Director Shoojit Sircar’s latest – Madras Cafe, sees him teaming up again with actor/producer John Abraham after the successful Vicky Donor to bring a different story to life. This time, John takes matters in his own hands, as he takes centre-stage as the big and brawny Indian Army Officer Vikram Singh, who is dropped in the middle of a country in civil war. Set mostly in India and Sri Lanka, Madras Cafe depicts the tale of 25+ years of the Sri Lankan Civil War, which eventually resulted in the assassination of one of India’s ex-Prime Minister.
The events in the story demand the plot to be taken seriously, and Madras Cafe wants to be a lot of things. From a political espionage thriller, to a war drama, to even a conspiracy theory about the dealers of war, Madras Cafe does not shy away from the grim side of politics and war. It does not necessarily take any sides, or show a blatant support to anyone. The one opinion it projects however, is how humanity is completely destroyed when the wrath of war strikes.
With cinematographer Kamaljeet Negi’s lens sweeping the tropical landscapes of Sri Lanka and the Southern coast of India, Sircar expertly captures the ugliness of how a nation gets torn into pieces when its people go to war. Enter our hero Vikram, who is on a mission to “conspire” peace by dealing with the ones who are the centre of it. Turns out, things are more convoluted than it seems, and caught in the action are not only the neighbouring countries, but a hell lot more. With so many dramatic elements playing, Madras Cafe does get a bit confusing at times.
And yet, it somehow feels a bit inadequate in its storytelling. The scenes where RAW officers are in a cabinet meeting, making the calls on what would happen on the field is reminiscent to many political thrillers. And yet, it lacks that extra oomph that would grip us. It often feels like the dialogues by Juhi Chaturvedi were instead written by an intern who was provided with an outline of the scene, and just wrote the first thing that came into their heads. It is blatantly obvious at times, sometimes obvious enough to make you cringe.
It is unfortunate to see a brilliant supporting cast such as Siddharth Basu, Piyush Pandey, and the Bongs from Vicky Donor to be undermined by these badly written lines. Having said that, Siddharth Basu does seem effortlessly natural in his role as the head of RAW. Thankfully, there is no sexual tension explored between John Abraham and Nargis Fakhri’s character, however it did come a bit close. Fakhri is not as annoying here as she was in Rockstar, however her character makes me confused. Why would a war reporter (apparently intelligent and pretty attractive) go in a jungle full of sexually starved men, dressed like she was? All for the job eh!

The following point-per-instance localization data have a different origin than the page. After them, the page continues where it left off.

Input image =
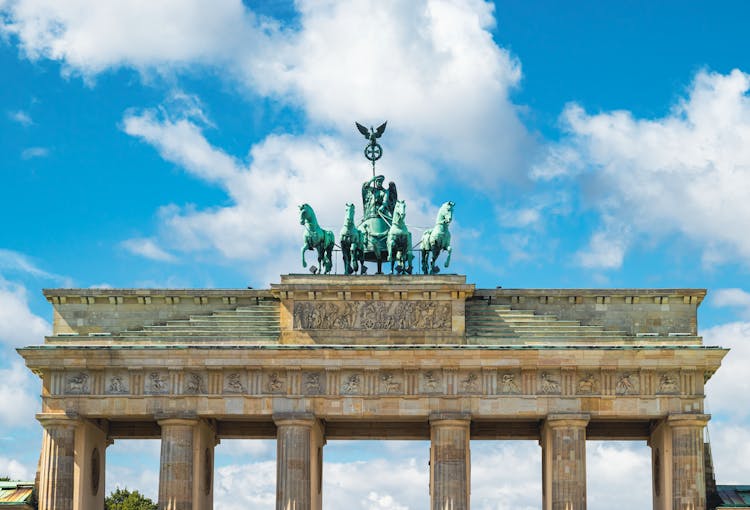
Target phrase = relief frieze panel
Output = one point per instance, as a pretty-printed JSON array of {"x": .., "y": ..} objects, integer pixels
[
  {"x": 509, "y": 383},
  {"x": 372, "y": 315},
  {"x": 588, "y": 384},
  {"x": 156, "y": 383},
  {"x": 628, "y": 383},
  {"x": 235, "y": 382},
  {"x": 117, "y": 384},
  {"x": 77, "y": 384},
  {"x": 384, "y": 382}
]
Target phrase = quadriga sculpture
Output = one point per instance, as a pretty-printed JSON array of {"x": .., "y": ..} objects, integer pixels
[
  {"x": 316, "y": 239},
  {"x": 436, "y": 239},
  {"x": 399, "y": 241},
  {"x": 352, "y": 242}
]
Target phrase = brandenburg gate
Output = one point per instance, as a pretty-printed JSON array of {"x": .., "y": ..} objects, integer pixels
[{"x": 319, "y": 357}]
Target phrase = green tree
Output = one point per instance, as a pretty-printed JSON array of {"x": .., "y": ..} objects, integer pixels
[{"x": 123, "y": 499}]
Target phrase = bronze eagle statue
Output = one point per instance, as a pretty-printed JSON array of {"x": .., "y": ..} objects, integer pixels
[{"x": 372, "y": 134}]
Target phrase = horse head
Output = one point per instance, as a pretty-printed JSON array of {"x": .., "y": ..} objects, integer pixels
[
  {"x": 306, "y": 214},
  {"x": 349, "y": 213},
  {"x": 399, "y": 212},
  {"x": 445, "y": 214}
]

Madras Cafe also sees the debut of News Reporter Debang as a “khabri”, and one can only laugh when he says with a deadpan face – “Ye meeting kabhi nahi hui” (This meeting never happened).

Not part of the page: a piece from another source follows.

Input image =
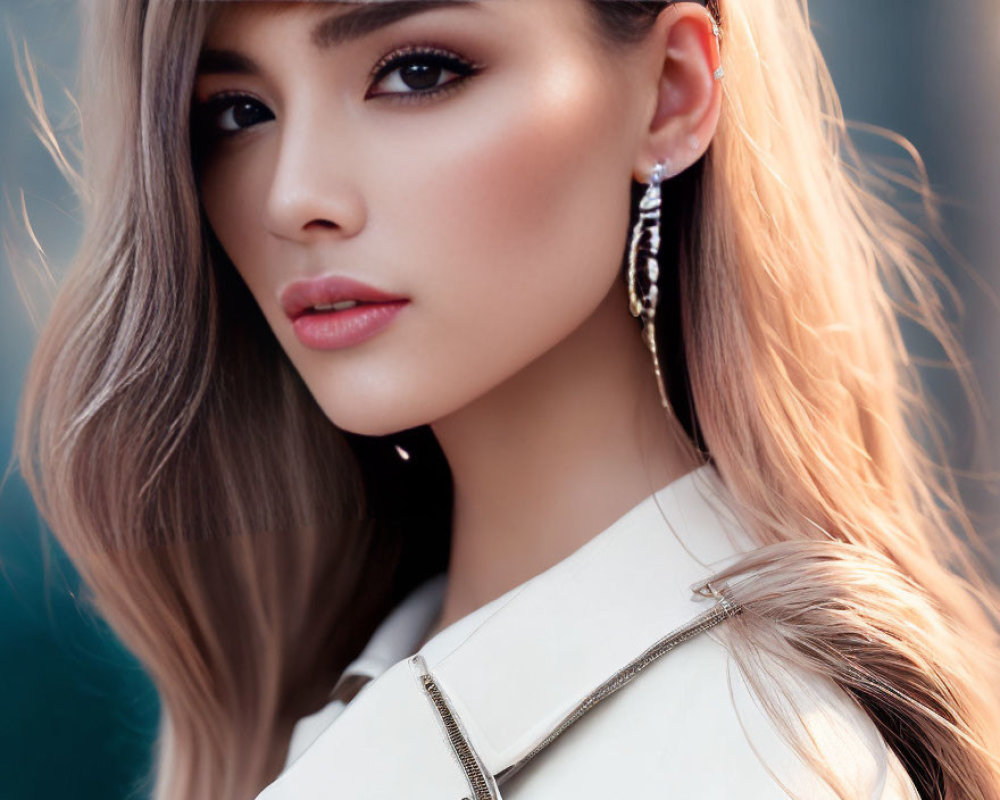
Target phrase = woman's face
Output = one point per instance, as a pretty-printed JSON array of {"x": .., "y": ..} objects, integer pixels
[{"x": 482, "y": 174}]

For those who expected this to be a John Abraham version of Ek Tha Tiger, they would be utterly disappointed. Because our hero is a mere mortal, and not a Sunny Deol, who’d gatecrash the Jaffna border, and win the island back with a handpump in one hand, and a baby in the other. Abraham’s Vikram Singh is a helpless protagonist who is compromised by moles in the organisation, kidnapped, beaten, and who eventually ends up as a drunkard in Kasauli. If you are not ready for your hero to be that, you should rather catch the Chennai Express. John does seem to play his part well, and I think it is all down to a director like Sircar to cut down the theatrics and treat the story as how it should be. However, I do have a problem with the lead guy being treated as one, when it comes to fashion. There are several moments where it does look like a snippet from a shirt advert.
In conclusion, all I would like to add is that Madras Cafe is an earnest effort at telling the tale of the Srilankan civil war and its aftermath. However, it does fall short as a captivating movie, and it is entirely the writer’s fault. There are scenes which you can predict coming from a mile, and for a thriller, that just should not be. With scenes involving hacking code that will make you giggle more than having a “Whoa” moment, Madras Cafe could have been so much more. Instead, it is a fairly simplified version of one of the many espionage conspiracy political thrillers that we have seen.
Rating: A disappointing 2.75 stars out of 5.